Unfortunately, it's not published yet, because there's still a lot
of work to be done on clients. And now I'm wondering whether it would
be more efficient to store messages in anonymous files and transmit
fds, instead of transmitting copies of messages. I may have to rewrite
I think I'll be able to get back to work on skabus by the end of this
year - but no promises, since I'll be working on the Alpine init system
as soon as I'm done with my current contract. But I can leak a few
pieces of source code if you're interested.
> A question on the implementation--what do you think of having each
> subscriber create its own Unix domain socket in a canonical
> directory, and having the sender connect as a client to each
That's exactly how fifodirs work, with pipes instead of sockets.
But I don't think that's a good fit here.
A point of fifodirs is to have many-to-many communication: there
are several subscribers, but there can also be several publishers
(even if in practice there's often only one publisher). Publishers and
subscribers are completely independent.
Here, you only ever have one publisher: the event dispatcher. You
only ever need one-to-many communication.

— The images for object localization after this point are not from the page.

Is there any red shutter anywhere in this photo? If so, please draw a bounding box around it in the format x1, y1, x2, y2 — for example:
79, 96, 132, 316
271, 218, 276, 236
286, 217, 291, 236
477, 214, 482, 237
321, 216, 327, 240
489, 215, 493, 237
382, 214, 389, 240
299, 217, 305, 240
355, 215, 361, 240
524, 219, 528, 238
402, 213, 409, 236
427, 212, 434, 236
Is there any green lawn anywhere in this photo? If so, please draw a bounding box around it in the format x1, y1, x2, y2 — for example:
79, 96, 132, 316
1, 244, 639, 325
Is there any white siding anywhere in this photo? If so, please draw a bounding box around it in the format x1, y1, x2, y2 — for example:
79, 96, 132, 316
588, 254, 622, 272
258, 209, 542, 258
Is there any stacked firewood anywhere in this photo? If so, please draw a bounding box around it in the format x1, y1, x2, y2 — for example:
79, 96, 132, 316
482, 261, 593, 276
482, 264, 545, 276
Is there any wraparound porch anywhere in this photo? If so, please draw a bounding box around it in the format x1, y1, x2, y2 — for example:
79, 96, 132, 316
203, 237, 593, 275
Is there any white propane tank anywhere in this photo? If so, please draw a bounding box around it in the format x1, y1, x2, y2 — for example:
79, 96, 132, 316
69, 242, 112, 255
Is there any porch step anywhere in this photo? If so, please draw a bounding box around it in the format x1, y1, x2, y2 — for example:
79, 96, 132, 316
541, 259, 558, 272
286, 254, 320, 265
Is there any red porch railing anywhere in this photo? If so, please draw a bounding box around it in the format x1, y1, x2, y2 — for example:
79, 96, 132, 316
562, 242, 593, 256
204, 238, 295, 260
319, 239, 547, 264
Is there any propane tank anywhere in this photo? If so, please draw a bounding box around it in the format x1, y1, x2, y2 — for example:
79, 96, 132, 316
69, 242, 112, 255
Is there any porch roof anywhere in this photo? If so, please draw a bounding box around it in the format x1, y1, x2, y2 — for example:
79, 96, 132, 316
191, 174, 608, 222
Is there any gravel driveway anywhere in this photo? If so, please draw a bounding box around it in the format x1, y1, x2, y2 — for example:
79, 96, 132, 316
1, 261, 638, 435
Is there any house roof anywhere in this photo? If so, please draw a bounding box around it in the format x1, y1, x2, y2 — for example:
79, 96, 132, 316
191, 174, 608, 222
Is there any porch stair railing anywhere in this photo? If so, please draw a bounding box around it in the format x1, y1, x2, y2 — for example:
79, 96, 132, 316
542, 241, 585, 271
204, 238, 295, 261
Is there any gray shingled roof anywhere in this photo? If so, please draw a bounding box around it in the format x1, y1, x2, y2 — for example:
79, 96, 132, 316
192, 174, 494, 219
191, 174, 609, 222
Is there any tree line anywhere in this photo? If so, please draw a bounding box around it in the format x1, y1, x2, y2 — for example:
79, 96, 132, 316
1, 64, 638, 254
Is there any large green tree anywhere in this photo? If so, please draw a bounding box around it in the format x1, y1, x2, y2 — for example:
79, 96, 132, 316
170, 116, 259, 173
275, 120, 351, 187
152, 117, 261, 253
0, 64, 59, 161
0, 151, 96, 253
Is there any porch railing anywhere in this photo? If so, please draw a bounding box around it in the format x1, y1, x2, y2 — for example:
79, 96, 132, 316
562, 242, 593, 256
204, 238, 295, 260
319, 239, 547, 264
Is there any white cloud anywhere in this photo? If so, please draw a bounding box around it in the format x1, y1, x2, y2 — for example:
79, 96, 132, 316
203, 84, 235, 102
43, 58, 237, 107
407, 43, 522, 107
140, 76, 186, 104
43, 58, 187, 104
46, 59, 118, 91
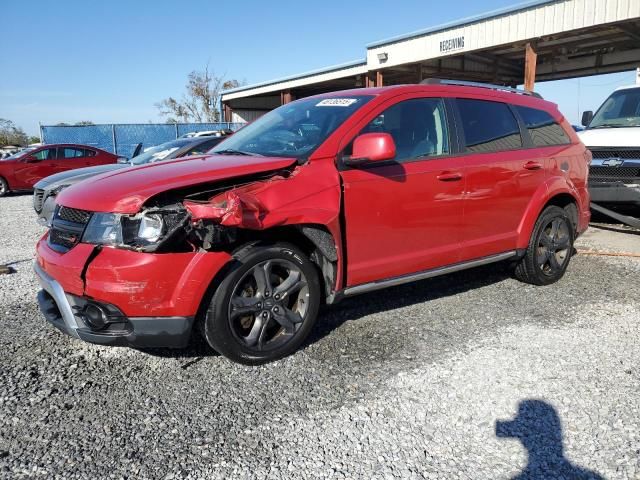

Another point of fifodirs is to avoid the need for a daemon to act
as a bus. It's notification that happens between unrelated processes
without requiring a central server to ensure the communication.
It's important because I didn't want my supervision system (which is
supposed to manage daemons) to itself rely on a daemon (which would
then have to be unsupervised).
Here, you don't have that requirement, and you already have a daemon:
the event dispatcher is long-lived.
I think a "socketdir" mechanism is just too heavy:
- for every event, you perform opendir(), readdir() and closedir()
- for every event * subscriber, you perform at least socket(), connect(),
sendmsg() and close()
- the client library needs to listen() and accept(), which means it
needs its own thread (and I hate, hate, hate, libraries that pull in
thread support in my otherwise single-threaded programs)
- the client library needs to perform access control on the socket,
to avoid connects from unrelated processes, and even then you can't
be certain it's the event publisher and not a random root process
You definitely don't want a client library to be listen()ing.
listen() is server stuff - mixing client and server stuff is complex.
Too much so for what you need here.
> Since each subscriber needs its own fd to read and
> close, the directory of subscriber sockets automatically gives the
> sender a list of who to communicate with and a count of how many fds
> to create. It also makes it easy to detect and clean up a dead
> subscriber's socket: the sender can request a struct ucred from a
> subscriber to get its PID (and then other details from /proc), and if
> the process ever exits (which the sender can detect on Linux using a
> netlink process monitor, like ), the process that created the
> socket can be assumed to be dead and the sender can unlink it. The
> sender would rely on additional process instance-identifying
> information from /proc (like its start-time) to avoid PID-reuse
Bleh. Of course it can be made to work, but you really don't need all
that complexity. You have a daemon that wants to publish data, and
several clients that want to receive data from that daemon: it's
one (long-lived) to many (short-lived) communication, and there's a
perfectly appropriate, simple and portable IPC for that: a single Unix
domain socket that your daemon listens on and your clients connect to.
If you want to be perfectly reliable, you can implement some kind of
autoreconnect in the client library - in case you want to restart the
event publisher without killing X, for instance. But that's still a
lot simpler than playing with multiple sockets and mixing clients and
serverswhen you don't need to.
> Thanks again for all your input!
No problem. I love design discussions, I can't get enough of them.
(The reason why I left the Devuan mailing-list is that there was too
much ideological mumbo-jumbo, and not enough technical/design stuff.
Speaking of which, my apologies to Alpine devs for hijacking their ML;
if it's too OT/uninteresting, we'll take the discussion elsewhere.)